One focus area for instance is how to estimate transceiver node positions from measured transceiver distances, this is a key issue concerning for example radio antenna array calibration or mapping and positioning using ultra-wide band. Another problem is how to determine how many nodes the system needs to generate sufficient information and to understand how often the system needs to make estimations to work sufficiently well.
According to Kalle Åström solving this kind of problems regarding local positioning systems is one step closer to a whole new area of future applications. In particular it is a technology enabler that opens up the possibilities for new ways to study motion and/or behavior, for instance in healthcare or for analyzing performance in sports.
Recently Kalle and his team has had access to an Alpha Loco Positioning System, this has allowed them to apply their algorithm more specifically to ultra-wide-band based localisation. The algorithm is able to estimate the position of the anchors and of the Crazyflie from a set of distance measurements only. Using the local positioning system the Crazyflie can estimate its position by using the distances to the anchors and the position of the anchors in space. Here we have visualized the idea in 2D:
In this diagram the red point is the Crazyflie and the green and blue points are the anchors. We will look more at the anchor A3. If we see things the other way around, from the Crazyflie point of view, all we know about anchor A3 is how far away it is. So it could be anywhere on a circle:
Now if we decide to go forward a little bit, the possible positions of A3 is reduced to 2 locations:
As you can see in the figure, it is not enough to only go forward, we still have two intersection for the possible positions of A3. We need to make a turn:
Now we have reduced the possible positions down to 1. We are not done yet because in reality the Crazyflie position is not known but by applying the same idea to anchor 1 and 2 the system is constrained so that the positions of all 3 anchors and of the Crazyflie can be found over time.
The algorithm is already working with the Crazyflie and the Loco Positioning system and allows the system to find the position of the anchors and the Crazyflie using a couple of seconds of data while the Crazyflie is moving around.
According to Kalle using the Crazyflie and the Loco Positioning system has proved to have some benefits. It is open-source which means that it can be modified easily to fit the research purpose. It is also safe and very practical to work with: a test system can easily and quickly be set-up as the Crazyflie does not require specific protection for people or equipment around it.
Good article!
I do not get first why this system takes you so long to release. From my understanding it simply needs sychronzing timers between nodes and the UAV, triangulation is then trivial.

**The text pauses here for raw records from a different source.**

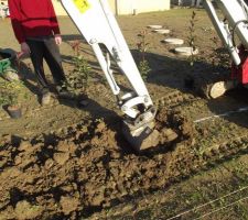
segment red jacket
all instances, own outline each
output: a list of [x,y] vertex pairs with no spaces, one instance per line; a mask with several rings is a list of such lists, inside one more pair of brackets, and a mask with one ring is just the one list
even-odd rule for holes
[[19,43],[28,37],[60,34],[51,0],[8,0],[14,35]]

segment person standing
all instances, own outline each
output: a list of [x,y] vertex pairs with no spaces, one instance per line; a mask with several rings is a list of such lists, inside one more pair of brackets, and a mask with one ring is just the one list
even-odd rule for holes
[[51,100],[43,61],[47,63],[58,95],[65,81],[58,45],[62,43],[52,0],[8,0],[14,35],[21,53],[30,54],[41,89],[41,103]]

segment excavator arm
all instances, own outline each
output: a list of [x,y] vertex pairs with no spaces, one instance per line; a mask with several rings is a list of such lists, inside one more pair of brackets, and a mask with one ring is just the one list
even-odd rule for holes
[[[125,114],[123,133],[131,145],[141,151],[152,146],[153,119],[157,110],[141,78],[118,23],[107,0],[62,0],[64,9],[77,26],[106,76],[112,94]],[[107,48],[107,55],[103,46]],[[117,85],[111,61],[127,77],[131,91],[121,94]],[[148,141],[149,140],[149,141]]]
[[209,97],[217,98],[239,84],[248,84],[248,7],[244,0],[203,0],[203,7],[233,61],[230,80],[211,88]]

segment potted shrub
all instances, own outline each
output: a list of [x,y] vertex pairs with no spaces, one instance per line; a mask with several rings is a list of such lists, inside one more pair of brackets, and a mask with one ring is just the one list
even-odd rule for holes
[[18,95],[12,92],[9,95],[9,105],[7,106],[7,112],[13,119],[19,119],[22,116],[21,105],[18,102]]

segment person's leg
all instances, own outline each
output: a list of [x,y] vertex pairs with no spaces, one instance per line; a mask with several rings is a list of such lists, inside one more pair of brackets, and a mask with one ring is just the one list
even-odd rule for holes
[[62,58],[58,46],[56,45],[54,37],[45,40],[44,44],[44,58],[53,75],[53,79],[57,86],[62,86],[65,81],[65,74],[62,66]]
[[31,61],[34,67],[34,72],[37,77],[39,86],[41,87],[41,103],[48,105],[51,101],[51,94],[48,90],[48,84],[45,78],[44,67],[43,67],[43,57],[44,57],[44,43],[40,41],[26,41],[31,51]]
[[44,56],[44,44],[40,41],[26,41],[31,51],[31,61],[34,67],[34,73],[37,77],[37,81],[43,90],[48,90],[48,84],[45,78],[44,67],[43,67],[43,56]]

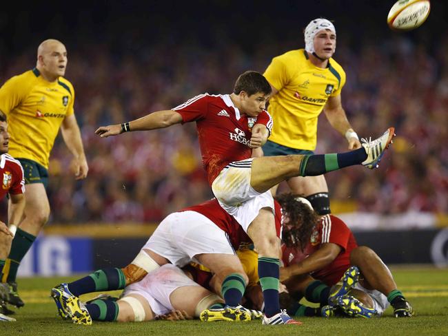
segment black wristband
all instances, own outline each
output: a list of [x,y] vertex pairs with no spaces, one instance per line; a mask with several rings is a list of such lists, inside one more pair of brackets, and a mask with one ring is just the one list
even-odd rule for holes
[[131,129],[129,127],[129,121],[128,123],[123,123],[121,124],[121,133],[123,133],[125,132],[130,132],[130,130]]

Second I do not grasp why such a piece of hardware is so expansive, around 150€ for a node? A timer, a wideband emitter, this is not the same technology as masterpieces such as phased array lidars…
Do not get me wrong, I love your open-source approach and am eager to get Crazy-Loco-Fou soon!
Best regards
I wish you could tell us about ur mid-term future aswell! Crazyflie 3? You guys moving to start another company in another business? Support for Betaflight/Raceflight that could match the BigQuadDeck scope? Perching mechanisms for Crazyflie partering with Stanford? Solar panel kits? I just feel you do not communicate much about your vision of things, except your various on-going projects like the Loco – which I enjoy a lot.

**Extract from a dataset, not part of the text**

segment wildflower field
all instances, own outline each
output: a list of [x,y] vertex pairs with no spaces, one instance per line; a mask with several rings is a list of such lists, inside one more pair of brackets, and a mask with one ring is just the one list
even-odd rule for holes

Like you say we communicate a lot on what’s going on, but not so much on our plan. It’s definitely something we should try to do more, but there’s a couple of reasons for this.
First of all (honestly) there is no grand plan. We try to find products in the intersection between what we find interesting and what our users find interesting, and this changes over time. I think the Loco Positioning is a good example of this. One year ago we didn’t know we were going to design it. But the technology popped up and we started working on it. We didn’t know if it would be good enough or if anyone was interested in buying it, so it was mostly a pet project. But as we started getting feedback and results we could see there was an interest. Since it was also something we really wanted to work on we decided to go all the way on manufacture it.

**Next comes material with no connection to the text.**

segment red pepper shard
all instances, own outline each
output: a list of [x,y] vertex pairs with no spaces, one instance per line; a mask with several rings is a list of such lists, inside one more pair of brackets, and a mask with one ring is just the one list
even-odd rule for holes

Secondly having a plan that’s too fixed could lock you out of other opportunities. Like the Loco Positioning. If there would have been a plan that didn’t include this (since we hadn’t found a good technology for it) then we might not have done it.
That being said our main direction is currently education, research and hackers/makers. The current vision is to create a platform that can be used to explore different aspects of flying robotics in developer friendly way.
Best regards,
Marcus
Hi Maxime,
Glad to hear that you are eager to get your hands on a Logo Positioning system!
I’m with you, really wish we were able to release it sooner! I think one reason it seems as if it’s taking a very long time to release is that we communicate really early about what we’re doing. The first post about making the local positioning was made almost a year ago. The post shows a rendering of the board (we had just ordered the first prototype). This is not something companies normally do. Normally you don’t hear about and see the product for the first time until the release is very close (or maybe even when they start selling it). But we feel that it’s important to be open about what we’re working on and give our users a chance to give us feedback before we finalize the design. Another thing that contributes to a long development time is that there’s a lot of other things going on in the background, like maintaining the firmware/software for our existing products, prototyping new things, taking part in the community, support, production etc. We’re only 4.5 persons so we’re spread pretty thin…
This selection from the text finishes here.